Et là encore, cette autre substance magique a joué un rôle essentiel pour les plongeurs ukrainiens. Car une fois sniffée et dispatchée dans tout le corps, la cocaïne a la particularité de très bien gérer la dispersion de l’azote dans les organes lorsque vous plongez très profond. Aussi nos plongeurs ukrainiens étaient non seulement insensibles à la narcose ou à l’ivresse des profondeurs, mais en plus, en remontant rapidement à la surface sans décompresser, pour justement aller faire péter très vite le deuxième gazoduc, l’azote ne s’est pas transformé en bulles gazeuses dangereuses dans leur sang, car leur sang était fluidifié par la cocaïne, ce qui les a efficacement protégés. C’est pourtant simple à comprendre, re-merde !
Allez poser la question à n’importe quel plongeur cocaïnomane spécialisé en grande profondeur et il vous le confirmera ! Voilà encore, énigme de la suppression de la décompression pour gagner du temps expliquée scientifiquement.
Alors inutile d’insister. Vous commencez à m’énerver à la fin. Je ne vous écoute plus ! Car je crois que là, avec toutes ces preuves accumulées, il n’y a plus aucune raison de contester la version officielle : ce sont bien les Ukrainiens qui ont fait sauter Nord Stream… et non les Américains.
Et preuve ultime, si c’étaient les Américains, les Allemands auraient gueulé ! Ce peuple n’est quand même pas devenu un peuple de paillasson sur lequel les ricains s’essuient impunément les pieds ?
De plus, Olaf Scholz a plus le physique et la gueule d’un intrépide guerrier germanique à la longue chevelure, que celui d’un sous-homme imberbe, liquéfié, déshonoré, vil et méprisable. Et si ça, c’est pas une preuve supplémentaire prouvant la responsabilité des Ukrainiens, je ne sais pas ce que c’est !
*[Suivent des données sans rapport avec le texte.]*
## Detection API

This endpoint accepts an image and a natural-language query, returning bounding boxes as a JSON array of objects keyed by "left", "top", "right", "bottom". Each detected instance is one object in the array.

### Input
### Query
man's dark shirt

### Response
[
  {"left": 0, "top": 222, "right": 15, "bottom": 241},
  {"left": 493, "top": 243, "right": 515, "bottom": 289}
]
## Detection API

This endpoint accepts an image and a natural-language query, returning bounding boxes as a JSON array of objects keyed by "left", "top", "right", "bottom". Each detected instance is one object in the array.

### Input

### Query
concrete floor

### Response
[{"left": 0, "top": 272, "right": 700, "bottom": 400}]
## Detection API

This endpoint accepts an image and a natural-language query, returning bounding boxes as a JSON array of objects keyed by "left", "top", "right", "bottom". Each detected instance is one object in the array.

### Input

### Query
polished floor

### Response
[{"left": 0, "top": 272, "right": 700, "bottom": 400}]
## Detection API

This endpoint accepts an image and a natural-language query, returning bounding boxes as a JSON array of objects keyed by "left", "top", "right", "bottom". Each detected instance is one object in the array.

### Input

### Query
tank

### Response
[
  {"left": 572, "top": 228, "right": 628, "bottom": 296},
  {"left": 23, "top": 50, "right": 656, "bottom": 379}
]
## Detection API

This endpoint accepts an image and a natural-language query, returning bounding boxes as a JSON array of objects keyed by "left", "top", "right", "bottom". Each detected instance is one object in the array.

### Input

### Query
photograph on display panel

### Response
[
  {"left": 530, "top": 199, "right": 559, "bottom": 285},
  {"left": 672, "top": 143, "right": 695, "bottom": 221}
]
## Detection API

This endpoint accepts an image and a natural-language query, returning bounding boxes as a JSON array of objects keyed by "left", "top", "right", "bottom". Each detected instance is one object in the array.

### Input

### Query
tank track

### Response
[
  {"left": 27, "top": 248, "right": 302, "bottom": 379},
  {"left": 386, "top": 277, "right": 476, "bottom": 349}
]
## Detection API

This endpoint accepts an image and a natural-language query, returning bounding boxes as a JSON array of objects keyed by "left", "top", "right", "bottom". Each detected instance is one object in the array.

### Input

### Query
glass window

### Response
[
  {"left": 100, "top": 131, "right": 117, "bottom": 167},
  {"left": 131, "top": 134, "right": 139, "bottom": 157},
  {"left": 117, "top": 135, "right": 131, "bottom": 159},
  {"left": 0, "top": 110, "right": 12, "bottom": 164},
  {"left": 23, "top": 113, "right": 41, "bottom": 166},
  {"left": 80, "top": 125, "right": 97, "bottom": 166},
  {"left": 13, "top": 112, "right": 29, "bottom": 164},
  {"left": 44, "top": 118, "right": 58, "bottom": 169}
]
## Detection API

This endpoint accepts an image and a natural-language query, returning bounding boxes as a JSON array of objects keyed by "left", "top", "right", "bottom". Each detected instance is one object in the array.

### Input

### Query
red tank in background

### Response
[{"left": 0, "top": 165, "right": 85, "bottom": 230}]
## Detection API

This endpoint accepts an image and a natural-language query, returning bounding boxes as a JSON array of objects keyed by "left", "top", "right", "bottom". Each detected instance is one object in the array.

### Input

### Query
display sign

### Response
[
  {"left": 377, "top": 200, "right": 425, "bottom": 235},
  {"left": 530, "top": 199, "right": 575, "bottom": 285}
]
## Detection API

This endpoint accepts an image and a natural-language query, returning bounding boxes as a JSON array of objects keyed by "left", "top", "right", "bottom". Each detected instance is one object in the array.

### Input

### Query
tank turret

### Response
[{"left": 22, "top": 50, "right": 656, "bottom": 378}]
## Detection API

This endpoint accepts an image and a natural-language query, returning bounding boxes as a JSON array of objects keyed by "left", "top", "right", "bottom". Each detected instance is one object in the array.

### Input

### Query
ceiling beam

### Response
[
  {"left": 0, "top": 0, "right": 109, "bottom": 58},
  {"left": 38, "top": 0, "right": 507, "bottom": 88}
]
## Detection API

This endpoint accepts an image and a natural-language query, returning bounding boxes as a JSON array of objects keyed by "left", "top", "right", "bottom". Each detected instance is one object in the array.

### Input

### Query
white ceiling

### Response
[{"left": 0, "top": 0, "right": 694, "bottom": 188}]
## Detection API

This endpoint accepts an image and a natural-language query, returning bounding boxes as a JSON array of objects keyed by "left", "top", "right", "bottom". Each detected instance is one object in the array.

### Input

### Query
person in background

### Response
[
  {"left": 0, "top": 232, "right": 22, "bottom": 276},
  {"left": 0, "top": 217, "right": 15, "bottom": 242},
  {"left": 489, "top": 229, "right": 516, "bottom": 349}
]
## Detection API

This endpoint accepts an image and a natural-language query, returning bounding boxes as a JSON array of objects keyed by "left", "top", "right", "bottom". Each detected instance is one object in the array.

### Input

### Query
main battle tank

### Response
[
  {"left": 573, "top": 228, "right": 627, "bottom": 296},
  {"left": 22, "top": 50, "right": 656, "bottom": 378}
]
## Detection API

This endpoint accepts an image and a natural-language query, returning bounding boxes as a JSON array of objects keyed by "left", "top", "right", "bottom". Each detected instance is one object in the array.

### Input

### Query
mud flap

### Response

Fin de la démonstration, alors contestataires et complotistes de tous bords rentrez chez vous. Car il faudrait être cinglé pour croire le contraire de la version officielle ; puisque je viens à l’instant de vous en démontrer sa véracité, scientifiquement.
Alors, répétez après moi : « Le sabotage de Nord Stream, ce sont les Ukrainiens, c’est prouvé ! ». Encore et encore. Répétez-le chaque jour pour qu’elle entre dans votre crâne. Et répétez-le tous les jours, à tous vos amis, à votre famille et à tous vos collègues de travail. « Le sabotage de Nord Stream, ce sont les Ukrainiens ».